Define $f(x)$ as $2x^3-15x^2+36x+1$. Its domain is given to be $[0, 3]$ and range is $[1,29]$. Is it one-one? Is it onto?
I know that a monotonically increasing or decreasing function is one-one.
$$f'(x)= 6x^2-30x+36= 6(x-2)(x-3)$$ This is clearly positive for values of $x$ greater than three and negative for numbers in $(2,3)$. So the function is not one-one.
To find out whether the function is onto I found the maximum and minimum value of the function.
$$f''(x)= 12x-30$$ which is positive for $x=3$ and negative for $x=2$ where there would be a minimum and maximum respectively.
$f(2) = 29$ and $f(3)= 28$. So the value of $f(x)$ should range between $28$ and $29$. And the function is not onto. But clearly, $f(0)$ is equal to $1$.
I am not sure where I have gone wrong. I have checked my calculations multiple times. Is there a conceptual flaw in my solution? Please help me out.
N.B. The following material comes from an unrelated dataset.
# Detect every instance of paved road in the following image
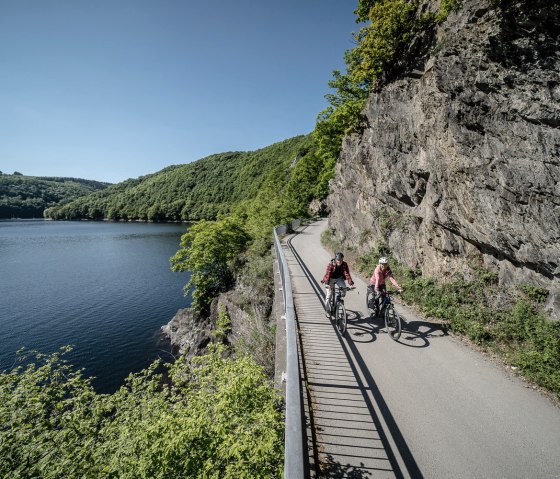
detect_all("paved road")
[288,220,560,479]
The reason the test seems to fail is that the critical values you are considering, $x = 2,3$, are local extrema, not necessarily global extrema. Remember that the first/second derivative tests can only identify local extrema without additional information. To see that the function is onto in the domain $[0,3]$ note that $f$ is continuous, and that $f(0) = 1$ and $f(2) = 29$. By the Intermediate Value Theorem, then, $f$ is onto the range $[1,29]$.